Based on the comparatively unique presentation of hidradenitis suppurativa (HS) and its known psychological impacts, an international team has developed a HS-specific quality of life (QoL) measure.
Part of the rationale for developing this measure is that research into development of new treatments of HS will require measures of improvement that address patient-reported outcomes, rather than just clinical outcomes, senior author Dr. Jerry Tan told DERM.city.
The typical location of HS (on hidden parts of the body), the chronic and episodic pain and drainage of nodules and sinuses, and the social and functional effects associated with HS make more general dermatology QoL measures unsuitable for the condition, he said.
Dr. Tan is a dermatologist in practice in Windsor, Ont., and an adjunct professor in the Schulich School of Medicine and Surgery, Western University in London, Ont.
“We hope the measure will be used as an accurate and responsive measure for efficacy of interventions in clinical trials,” said Dr. Tan. “That includes symptoms, issues of embarrassment, socialization, self-care, and emotional responsivity.”
From a clinical perspective, Dr. Tan and his colleagues hope the new measure will practically inform doctors about what bothers patients, so that attending physicians can accurately address what is of greatest concern to their patients, he said.
Patient interviews conducted
Development of the new measure, published in the Journal of Cutaneous Medicine and Surgery (2017; 21(2):152–155), began with a literature review of HS outcomes, input from clinical experts, and HS patient concept elicitation interviews. By chance, a U.S. researcher was interviewing HS patients at the same time Dr. Tan and colleagues were planning to start concept elicitation.
“We were at a juncture, then, that serendipitously led us to meet with [paper author] Joslyn Kirby from Penn State, who had undertaken very detailed interviews with HS patients in Hershey, Pennsylvania,” said Dr. Tan. Dr. Kirby is an assistant professor in the College of Medicine, Department of Dermatology, Penn State University, Philadelphia.
There were 21 participating patients in the Penn State group. From the concept elicitation interviews, 12 themes were developed. These included: impacts of HS on daily activities; symptoms due to HS; emotional consequences; psychosocial consequences; restricted clothing choices; coping; sexual functioning; work or economic consequences; interactions with medical personnel; social support; symptoms due to treatment; and concentration issues at work or at leisure activities.
Concepts from those initial interviews and the literature review were used to generate a first version of the HS quality of life measure, HS-QoL-v1.
Pilot test of first version
“From there we went on to do phase 2, which was pilot testing with cognitive interviews,” said Dr. Tan. These interviews were conducted in patients recruited from his Windsor practice.
“We went through a couple of themes, including questions about whether [the QoL measure] was adequately thorough, whether any themes were missing, were the themes relevant, were the symptoms relevant, and were any other issues missing?”
Five specific issues were identified by the participants of the HS-QoL-v1 phase 2 cognitive interviews: a lack of knowledge of health professionals to diagnose HS; concern that a 30-day reference time frame for the questions was too short; one item on the HS QoL-v1 measure was unclear; three items on the measure were considered irrelevant; and two themes were considered missing which should be included in the measure.

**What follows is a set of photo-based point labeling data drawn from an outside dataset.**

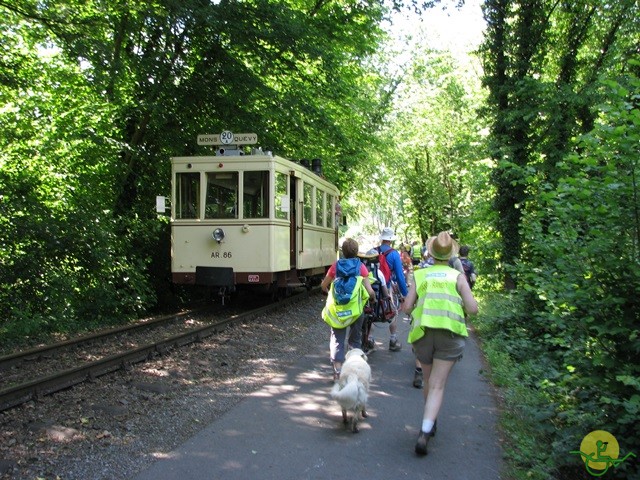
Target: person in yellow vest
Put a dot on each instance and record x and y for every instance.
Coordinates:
(348, 316)
(438, 300)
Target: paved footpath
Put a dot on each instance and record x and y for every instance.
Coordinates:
(291, 429)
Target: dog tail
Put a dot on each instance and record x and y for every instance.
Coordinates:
(351, 393)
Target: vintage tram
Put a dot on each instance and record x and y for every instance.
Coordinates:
(245, 219)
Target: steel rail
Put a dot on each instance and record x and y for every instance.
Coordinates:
(35, 389)
(15, 359)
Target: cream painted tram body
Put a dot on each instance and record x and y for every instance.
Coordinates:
(253, 220)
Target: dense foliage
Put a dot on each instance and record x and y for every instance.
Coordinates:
(563, 98)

The findings from phase 1 and phase 2 were used to develop a revised 53-item questionnaire, the HS-QoL-v2, which is suitable for use in patients with HS.

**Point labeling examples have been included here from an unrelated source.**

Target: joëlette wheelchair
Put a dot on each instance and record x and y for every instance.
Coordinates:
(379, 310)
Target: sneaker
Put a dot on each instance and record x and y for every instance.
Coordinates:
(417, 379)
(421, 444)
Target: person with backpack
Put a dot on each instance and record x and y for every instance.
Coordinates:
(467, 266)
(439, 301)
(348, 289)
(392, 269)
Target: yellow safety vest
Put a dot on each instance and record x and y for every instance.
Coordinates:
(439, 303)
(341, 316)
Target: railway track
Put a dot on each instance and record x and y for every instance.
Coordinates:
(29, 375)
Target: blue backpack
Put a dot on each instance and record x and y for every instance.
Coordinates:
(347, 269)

The HS-QoL-v2 “is currently undergoing more pilot testing and validation studies in a number of centres across the world,” Dr. Tan said. These include Penn State, and sites in Toronto, the U.K., and Singapore.
Having a diversity of test sites is intended to allow for a test population as thoroughly representative as possible, he said.

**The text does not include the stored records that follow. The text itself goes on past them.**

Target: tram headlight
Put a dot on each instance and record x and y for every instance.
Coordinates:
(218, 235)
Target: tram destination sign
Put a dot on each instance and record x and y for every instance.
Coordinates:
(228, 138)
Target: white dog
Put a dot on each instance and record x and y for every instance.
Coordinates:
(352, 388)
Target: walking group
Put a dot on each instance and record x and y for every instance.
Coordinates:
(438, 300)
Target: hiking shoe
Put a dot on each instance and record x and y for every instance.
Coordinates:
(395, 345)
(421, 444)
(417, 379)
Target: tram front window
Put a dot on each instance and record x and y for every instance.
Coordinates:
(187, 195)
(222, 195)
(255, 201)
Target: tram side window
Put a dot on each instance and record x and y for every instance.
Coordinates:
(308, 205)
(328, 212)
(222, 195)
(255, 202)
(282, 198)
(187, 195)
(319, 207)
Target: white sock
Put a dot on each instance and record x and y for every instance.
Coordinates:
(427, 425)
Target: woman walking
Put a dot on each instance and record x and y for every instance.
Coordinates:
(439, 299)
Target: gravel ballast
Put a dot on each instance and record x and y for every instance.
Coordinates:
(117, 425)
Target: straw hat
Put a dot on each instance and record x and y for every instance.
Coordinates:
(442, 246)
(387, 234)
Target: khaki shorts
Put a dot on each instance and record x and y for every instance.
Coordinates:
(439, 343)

Findings from these pilots will be used to further refine the questionnaire, and to produce specialized versions. “We expect to go from 53 [questions] to probably half that for clinical trials, and then down to no more than one-quarter of that for clinical practice,” said Dr. Tan.
Having a specific QoL measure for HS should also convey to patients that doctors take HS seriously and do not lump the condition in with every other skin condition that exists, Dr. Tan said. That “we acknowledge that HS is unique and has features that are not easily transferable from other types of surveys and questionnaires.”
Dr. Tan said that it is important to see an international, collaborative project like this.
“There are multiple researchers who are doing this because they want to help patients,” he said. The HS-QoL project received no industry funding, he said, and is driven solely by the passion of the investigators trying to accomplish something they think is important.